1
votes

I am running a CNN that check for images but does not classify. In fact, the output layer is a dense layer that have as argument the size of the images in the labels in 1d.

As shown below in the code, I am using model.fit_generator() instead of model.fit and when it comes to start training the model the following error comes up:

ValueError: Error when checking target: expected dense_10 to have shape 
(1,) but got array with shape (19316,)

Why is this an error? The output of my dense is an array of 19316 elements, why does it expect it to have a shape of (1,) ?

Here attached is also the summary of the model :


Layer (type) Output Shape Param #

conv2d_28 (Conv2D) (None, 26, 877, 32) 544


activation_37 (Activation) (None, 26, 877, 32) 0


max_pooling2d_28 (MaxPooling (None, 13, 438, 32) 0


conv2d_29 (Conv2D) (None, 12, 437, 16) 2064


activation_38 (Activation) (None, 12, 437, 16) 0


max_pooling2d_29 (MaxPooling (None, 6, 218, 16) 0


conv2d_30 (Conv2D) (None, 5, 217, 8) 520


activation_39 (Activation) (None, 5, 217, 8) 0


max_pooling2d_30 (MaxPooling (None, 2, 108, 8) 0


activation_40 (Activation) (None, 2, 108, 8) 0


flatten_10 (Flatten) (None, 1728) 0


dropout_10 (Dropout) (None, 1728) 0


dense_10 (Dense) (None, 19316) 33397364

=================================================================

Total params: 33,400,492 Trainable params: 33,400,492 Non-trainable params: 0


Any suggestions?

Thanks a lot in advance!

def generator(data_arr, batch_size = 10):

num = len(data_arr) 

if num % batch_size != 0 : 
    num = int(num/batch_size)

# Loop forever so the generator never terminates
while True: 

for offset in range(0, num, batch_size):

    batch_samples = (data_arr[offset:offset+batch_size])

    samples = []
    labels = []

    for batch_sample in batch_samples:

        samples.append(batch_sample[0])
        labels.append((np.array(batch_sample[1].flatten)).transpose())

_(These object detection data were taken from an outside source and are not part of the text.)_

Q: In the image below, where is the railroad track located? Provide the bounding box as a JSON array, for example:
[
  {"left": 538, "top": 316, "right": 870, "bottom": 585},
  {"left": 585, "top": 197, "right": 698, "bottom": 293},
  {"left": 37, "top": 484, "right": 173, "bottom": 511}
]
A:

    X_ = np.array(samples)
    Y_ = np.array(labels)

    X_ = X_[:, :, :, newaxis]

    print(X_.shape)
    print(Y_.shape)

    yield (X_, Y_)

# compile and train the model using the generator function
train_generator = generator(training_data, batch_size = 10)
validation_generator = generator(val_data, batch_size = 10)

run_opts = tf.RunOptions(report_tensor_allocations_upon_oom = True)

model = Sequential()

model.add(Conv2D(32, (4, 4), strides=(2, 2), input_shape = (55, 1756, 
1)))
model.add(Activation('relu'))
model.add(MaxPooling2D(pool_size = (2, 2)))

model.add(Conv2D(16, (2, 2)))
model.add(Activation('relu'))
model.add(MaxPooling2D(pool_size = (2, 2)))

model.add(Conv2D(8, (2, 2)))
model.add(Activation('relu'))
model.add(MaxPooling2D(pool_size = (2, 2)))

model.add(Activation('softmax'))
model.add(Flatten())  # this converts our 3D feature maps to 1D feature 
vectors
model.add(Dropout(0.3))
model.add(Dense(19316))

model.compile(loss = 'sparse_categorical_crossentropy',
              optimizer = 'adam',
              metrics = ['accuracy'],
              options = run_opts)

model.summary()

batch_size = 20
nb_epoch = 6

model.fit_generator(train_generator, 
                    steps_per_epoch = len(training_data) ,
                    epochs = nb_epoch,
                    validation_data = validation_generator,
                    validation_steps = len(val_data))
1

1 Answers

1
votes

You are currently using the sparse_categorical_crossentropy loss, which needs integer labels and does the one-hot encoding internally, but your labels are already one-hot encoded.

So for this case you should revert back to the categorical_crossentropy loss.